Little Bird

His dad called him Pablo; the rest of us just called him Paul. He was probably in the neighborhood of seven when I first met him and his family. New to town, they were frequent customers of the bookstore where I worked. Then his mom got a job at the bookstore, and in the way these things happen, we all became friends.

And we have all remained friends, through what a judge termed “the most amicable divorce” he’d ever seen, through Linda’s subsequent marriage and divorce, through Alan’s subsequent marriage, with incumbent step siblings and the arrival of the baby half-sister, beloved by everyone.

But Paul, one of the quiet ones in a family full of out-going performers, followed a rocky path. Early on he found Trouble, or it found him, and they became inseparable, no matter how much Paul tried.

Paul and his siblings grew up. He was always good-looking and charming, kindhearted and friendly, and it was hard to believe, particularly when he was surrounded by so many people who loved him whom he loved right back, but Trouble kept issuing a siren call he seemed compelled to heed. Even at a young age it found him, or he found it, and it just kept leading him farther along that rocky path.

I don’t know for sure when addiction sunk its tentacles deep inside him; I don’t even know if it fueled the petty theft issues, or if the thrill of illicit thieving gave way to the thrills of addiction. Either way, there was still this open honesty about Paul that never let him get very far without getting caught.

I think he tried to part ways with his demons many times, tussling with them far more than any of us will ever know. But he couldn’t find his way away from them, and his mother got to know him as an adult not through the lens with which she saw her other three children, but through the regimen and limitations of jail visits.

He did try; he met a caring, wonderful woman.

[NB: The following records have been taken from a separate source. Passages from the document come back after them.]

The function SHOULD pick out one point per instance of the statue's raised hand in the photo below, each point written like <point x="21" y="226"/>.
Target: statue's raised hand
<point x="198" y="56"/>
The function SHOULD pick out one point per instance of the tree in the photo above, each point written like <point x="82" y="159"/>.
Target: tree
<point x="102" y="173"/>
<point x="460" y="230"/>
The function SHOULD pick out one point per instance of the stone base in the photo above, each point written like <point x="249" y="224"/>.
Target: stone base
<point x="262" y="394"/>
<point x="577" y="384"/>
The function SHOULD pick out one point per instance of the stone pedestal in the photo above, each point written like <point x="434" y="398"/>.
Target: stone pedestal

She tried too. They had two children, a boy and a girl, each of them as cute and smart as their dad. And he tried, but Trouble dogged his every footstep until his wife couldn’t do it any longer and pulled away, taking the kids with her. When she went, she had the blessing and encouragement of Paul’s entire family.

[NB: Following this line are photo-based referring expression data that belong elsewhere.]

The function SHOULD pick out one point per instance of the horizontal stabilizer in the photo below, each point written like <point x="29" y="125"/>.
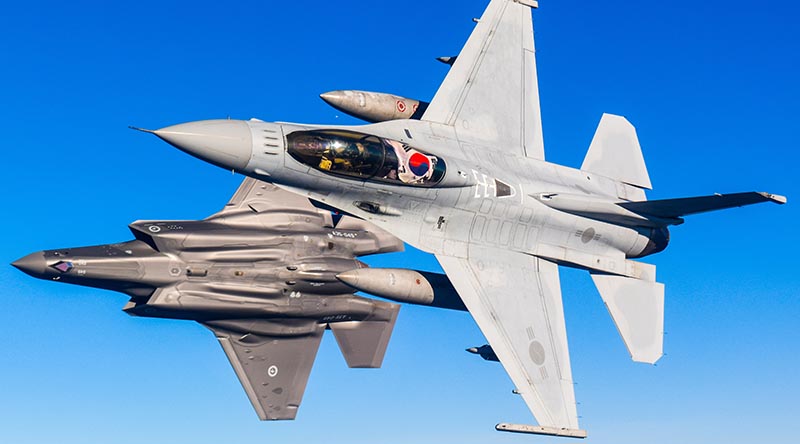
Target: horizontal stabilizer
<point x="363" y="343"/>
<point x="615" y="153"/>
<point x="637" y="308"/>
<point x="674" y="208"/>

Paul hit one of those bottoms in a hard, public way: the newspaper detailed his break-in of a local hardware store that featured Paul’s innate honesty. All police had to do was follow candy bar wrappers from the store to the doorstep where he had passed out.

After the news story came out, Linda showed up on our doorstep one evening. She had gone to the park near our house to aimlessly hit tennis balls at the backstop, saw our open door and came in. I was very angry at Paul that evening: his mother did not deserve heartbreak like this. She was particularly twisted into a knot because another mother’s son — someone she knew well — was in that same paper for achieving his rank of Eagle Scout and wearing a beribboned Scout sash that fell to his ankle.

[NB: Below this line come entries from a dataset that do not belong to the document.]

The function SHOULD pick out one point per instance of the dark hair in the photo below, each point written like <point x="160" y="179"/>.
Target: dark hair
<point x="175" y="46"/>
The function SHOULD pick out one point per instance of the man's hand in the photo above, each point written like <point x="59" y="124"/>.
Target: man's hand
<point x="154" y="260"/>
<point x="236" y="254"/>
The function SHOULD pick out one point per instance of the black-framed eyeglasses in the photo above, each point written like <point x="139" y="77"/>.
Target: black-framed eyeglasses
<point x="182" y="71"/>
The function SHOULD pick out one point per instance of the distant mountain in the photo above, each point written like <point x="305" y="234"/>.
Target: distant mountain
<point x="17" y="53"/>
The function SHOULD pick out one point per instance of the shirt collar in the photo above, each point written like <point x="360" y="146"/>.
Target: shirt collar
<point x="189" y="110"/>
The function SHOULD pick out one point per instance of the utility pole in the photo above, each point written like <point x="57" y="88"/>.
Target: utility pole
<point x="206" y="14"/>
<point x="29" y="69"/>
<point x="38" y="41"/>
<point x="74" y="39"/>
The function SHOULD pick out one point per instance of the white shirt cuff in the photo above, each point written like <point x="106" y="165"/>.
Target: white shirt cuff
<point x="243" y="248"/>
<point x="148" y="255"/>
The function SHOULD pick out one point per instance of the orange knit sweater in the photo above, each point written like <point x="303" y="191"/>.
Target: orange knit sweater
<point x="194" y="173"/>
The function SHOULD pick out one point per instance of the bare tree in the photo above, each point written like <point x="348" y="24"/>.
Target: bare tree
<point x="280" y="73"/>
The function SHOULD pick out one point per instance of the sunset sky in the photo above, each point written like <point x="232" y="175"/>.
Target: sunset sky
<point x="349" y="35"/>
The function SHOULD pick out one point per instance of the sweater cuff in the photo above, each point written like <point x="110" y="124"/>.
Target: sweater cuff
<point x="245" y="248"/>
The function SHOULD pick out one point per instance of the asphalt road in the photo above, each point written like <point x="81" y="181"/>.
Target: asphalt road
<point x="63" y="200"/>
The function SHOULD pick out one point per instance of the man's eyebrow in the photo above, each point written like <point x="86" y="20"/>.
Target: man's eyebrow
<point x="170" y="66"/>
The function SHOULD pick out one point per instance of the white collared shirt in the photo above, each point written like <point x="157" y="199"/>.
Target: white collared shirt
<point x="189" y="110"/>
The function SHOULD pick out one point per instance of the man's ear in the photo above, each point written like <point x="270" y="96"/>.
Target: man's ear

Paul tried again. He undertook a serious, serious effort at sobriety. He got out of jail and moved back to Gunnison, living with his mother. His sponsor felt this time he was really going to part ways with Trouble; I think Paul dared feel some hope as well.

For all the confidence and charm Paul exuded, there was still a little boy lost in there. With invitations already in the mail for Lynn’s and my wedding, he worried to his mother that he might not be invited. She told him he could be her “plus one.” But the invitation arrived, addressed to both Linda and Paul. He was welcome, and wanted.

His ex-wife let the children come to Gunnison for visits. I put him to work at a small part-time job at the screen print shop, where he excelled with a minimum of instruction and no supervision. He did laugh, one day, because every time I came past him he was on his phone. He assured me, “I am working.” “I know you are,” I said. “I can see all the clean screens.”

He left the little job at Pat’s and ended up working for our contractor, where once again he excelled with a minimum of instruction and supervision. Dusty moved him up the pay scale faster than maybe any other employee he’d ever had.

Paul’s restless streak wouldn’t leave him, though. He wanted to go make the really big money in the oil fields, even though Dusty expressed concern about the rampant drug use prevalent in that workforce. But Paul went, still maintaining his address at his mother’s. She said he was an easy roommate, the quiet one in a family of extroverts.

And he tried. He gave up on the oil fields — I don’t know the reason — and moved to Grand Junction in order to be closer to his kids. And then he moved again, last year, to Rifle where they lived with their mom, so he could be closer still.

Yesterday, Linda got the call she had been bracing for for a long time: Trouble found Paul, or he found it, one last time — and this time Trouble won. Paul, charming Paul, her third child, father of two of her grandchildren, had died of an accidental overdose. He was 33.

Paul has been pulled away, this time with utter finality, from his children, from his ex-wife who has worked so hard to keep those children in his life, from his siblings, step siblings and half-sibling, from grandparents and aunts and uncles and cousins, from his dad who called him Pablo and his stepmom, and from his mom, a realist who never gave up on her son.

And from me. I grieve for his parents and siblings with whom I have been friends for a quarter-century, and for his children whom I saw a handful of times. And their mother, who strove so mightily to keep their father in their lives. Their loss is mine too, from the little boy in the bookstore to the conscientious worker in my shop to the man who tried, especially for his children, so, so hard to escape his dance with Trouble but never could, because he always found it, or it always found him.